A general contractor's total annual overhead is $480,000. The company expects to generate $2,400,000 in revenue this year. What is the overhead percentage that should be applied to each project?
Correct Answer
B) 20%
Overhead percentage is calculated by dividing total overhead by total revenue: $480,000 ÷ $2,400,000 = 0.20 or 20%. This percentage should be applied to each project to ensure overhead costs are properly allocated.
Why This Is the Correct Answer
The overhead percentage is calculated by dividing total annual overhead costs by total annual revenue. This gives us $480,000 ÷ $2,400,000 = 0.20 or 20%. This percentage represents the portion of each project's revenue that must be allocated to cover the company's overhead expenses. Applying this 20% to each project ensures that all overhead costs are properly distributed across all work performed during the year.
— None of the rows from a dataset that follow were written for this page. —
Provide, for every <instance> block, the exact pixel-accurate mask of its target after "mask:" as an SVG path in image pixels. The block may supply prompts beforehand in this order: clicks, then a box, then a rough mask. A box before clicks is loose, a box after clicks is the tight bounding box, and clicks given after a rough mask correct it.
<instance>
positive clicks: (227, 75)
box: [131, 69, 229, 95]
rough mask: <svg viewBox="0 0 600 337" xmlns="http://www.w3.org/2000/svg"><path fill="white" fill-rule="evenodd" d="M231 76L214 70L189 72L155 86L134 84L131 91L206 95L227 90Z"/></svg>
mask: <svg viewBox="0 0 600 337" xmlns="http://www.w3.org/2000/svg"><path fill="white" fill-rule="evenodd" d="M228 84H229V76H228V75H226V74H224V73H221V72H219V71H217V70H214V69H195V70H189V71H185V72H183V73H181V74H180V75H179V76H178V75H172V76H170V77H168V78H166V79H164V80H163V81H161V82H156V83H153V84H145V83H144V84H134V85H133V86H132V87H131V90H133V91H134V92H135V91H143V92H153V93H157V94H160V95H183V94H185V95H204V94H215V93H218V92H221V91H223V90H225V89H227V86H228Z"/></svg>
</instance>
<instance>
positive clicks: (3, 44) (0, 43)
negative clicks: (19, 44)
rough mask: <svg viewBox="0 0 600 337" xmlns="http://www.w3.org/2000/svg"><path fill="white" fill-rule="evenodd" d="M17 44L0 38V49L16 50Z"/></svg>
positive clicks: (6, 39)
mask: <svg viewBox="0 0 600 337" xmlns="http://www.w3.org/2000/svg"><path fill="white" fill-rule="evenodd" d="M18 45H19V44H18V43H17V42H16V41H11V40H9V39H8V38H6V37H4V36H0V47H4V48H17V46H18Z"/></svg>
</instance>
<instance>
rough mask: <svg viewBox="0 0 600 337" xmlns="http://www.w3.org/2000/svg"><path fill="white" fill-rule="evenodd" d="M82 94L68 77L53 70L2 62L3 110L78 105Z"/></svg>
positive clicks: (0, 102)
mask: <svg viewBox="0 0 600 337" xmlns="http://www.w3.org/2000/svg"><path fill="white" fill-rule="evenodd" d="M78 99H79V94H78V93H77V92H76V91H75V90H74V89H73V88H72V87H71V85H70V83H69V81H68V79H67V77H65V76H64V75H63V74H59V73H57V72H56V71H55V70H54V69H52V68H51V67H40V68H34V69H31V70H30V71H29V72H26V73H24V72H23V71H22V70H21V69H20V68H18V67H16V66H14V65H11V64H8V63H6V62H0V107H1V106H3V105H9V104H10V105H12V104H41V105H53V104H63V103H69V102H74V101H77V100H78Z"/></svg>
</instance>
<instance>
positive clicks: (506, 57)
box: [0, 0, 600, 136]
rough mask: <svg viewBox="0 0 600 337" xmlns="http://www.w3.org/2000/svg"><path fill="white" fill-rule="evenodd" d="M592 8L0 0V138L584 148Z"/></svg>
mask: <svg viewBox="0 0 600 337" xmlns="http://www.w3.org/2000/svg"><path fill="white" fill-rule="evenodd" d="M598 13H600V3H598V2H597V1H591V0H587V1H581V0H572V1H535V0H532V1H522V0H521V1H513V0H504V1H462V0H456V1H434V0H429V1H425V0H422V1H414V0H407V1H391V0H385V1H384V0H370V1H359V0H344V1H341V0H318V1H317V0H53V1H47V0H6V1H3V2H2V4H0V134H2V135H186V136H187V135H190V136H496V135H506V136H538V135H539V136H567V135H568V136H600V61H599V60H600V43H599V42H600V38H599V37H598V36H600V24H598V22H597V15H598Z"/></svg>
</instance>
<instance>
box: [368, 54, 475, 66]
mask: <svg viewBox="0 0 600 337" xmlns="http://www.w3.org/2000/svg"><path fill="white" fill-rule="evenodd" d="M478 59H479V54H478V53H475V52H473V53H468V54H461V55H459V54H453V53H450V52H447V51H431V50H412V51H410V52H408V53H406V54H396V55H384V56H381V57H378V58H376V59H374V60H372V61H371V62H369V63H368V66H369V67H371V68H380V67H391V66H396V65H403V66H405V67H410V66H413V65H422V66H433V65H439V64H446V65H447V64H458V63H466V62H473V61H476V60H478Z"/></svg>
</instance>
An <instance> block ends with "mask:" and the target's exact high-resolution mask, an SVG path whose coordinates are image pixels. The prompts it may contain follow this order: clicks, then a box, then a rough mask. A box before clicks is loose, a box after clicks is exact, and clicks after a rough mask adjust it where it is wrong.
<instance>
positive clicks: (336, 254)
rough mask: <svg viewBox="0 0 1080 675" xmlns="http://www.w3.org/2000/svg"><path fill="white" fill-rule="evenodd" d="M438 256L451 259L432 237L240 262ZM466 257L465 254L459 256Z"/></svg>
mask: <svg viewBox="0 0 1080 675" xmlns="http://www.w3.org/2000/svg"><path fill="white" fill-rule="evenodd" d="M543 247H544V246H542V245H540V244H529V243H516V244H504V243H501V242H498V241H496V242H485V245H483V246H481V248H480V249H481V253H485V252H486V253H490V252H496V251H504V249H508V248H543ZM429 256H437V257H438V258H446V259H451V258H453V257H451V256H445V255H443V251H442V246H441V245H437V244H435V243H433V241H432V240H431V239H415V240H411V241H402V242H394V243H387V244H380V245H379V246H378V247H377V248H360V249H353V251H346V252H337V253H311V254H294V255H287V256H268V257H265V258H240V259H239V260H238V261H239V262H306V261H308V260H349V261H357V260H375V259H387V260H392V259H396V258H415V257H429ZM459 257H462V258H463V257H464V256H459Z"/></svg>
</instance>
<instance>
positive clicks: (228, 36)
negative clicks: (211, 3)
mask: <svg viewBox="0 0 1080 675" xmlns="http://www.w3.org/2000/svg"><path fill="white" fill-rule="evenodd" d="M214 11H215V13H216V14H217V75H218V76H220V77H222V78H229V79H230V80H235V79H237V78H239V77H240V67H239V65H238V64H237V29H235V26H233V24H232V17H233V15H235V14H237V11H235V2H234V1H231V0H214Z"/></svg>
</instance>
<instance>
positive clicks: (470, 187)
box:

Why the Other Options Are Wrong
Option A: 15%
15% would only recover $360,000 in overhead costs ($2,400,000 × 0.15), leaving the contractor $120,000 short of covering their actual $480,000 in overhead expenses.
Option C: 25%
25% would result in over-recovery of overhead costs, collecting $600,000 ($2,400,000 × 0.25) when only $480,000 is needed, making bids unnecessarily high and potentially uncompetitive.
Option D: 30%
30% would significantly over-recover overhead costs, collecting $720,000 ($2,400,000 × 0.30) when only $480,000 is required, resulting in inflated pricing that could lose jobs to competitors.
Memory Technique
Think 'OH/REV = %' (Overhead divided by Revenue equals percentage). Also remember that overhead percentage typically ranges from 10-25% for most contractors, so extreme answers like 30% should raise red flags.
Reference Hint
Look up 'Overhead Calculations' or 'Project Cost Estimating' in your construction business management or estimating reference materials, typically found in chapters covering indirect costs or markup calculations.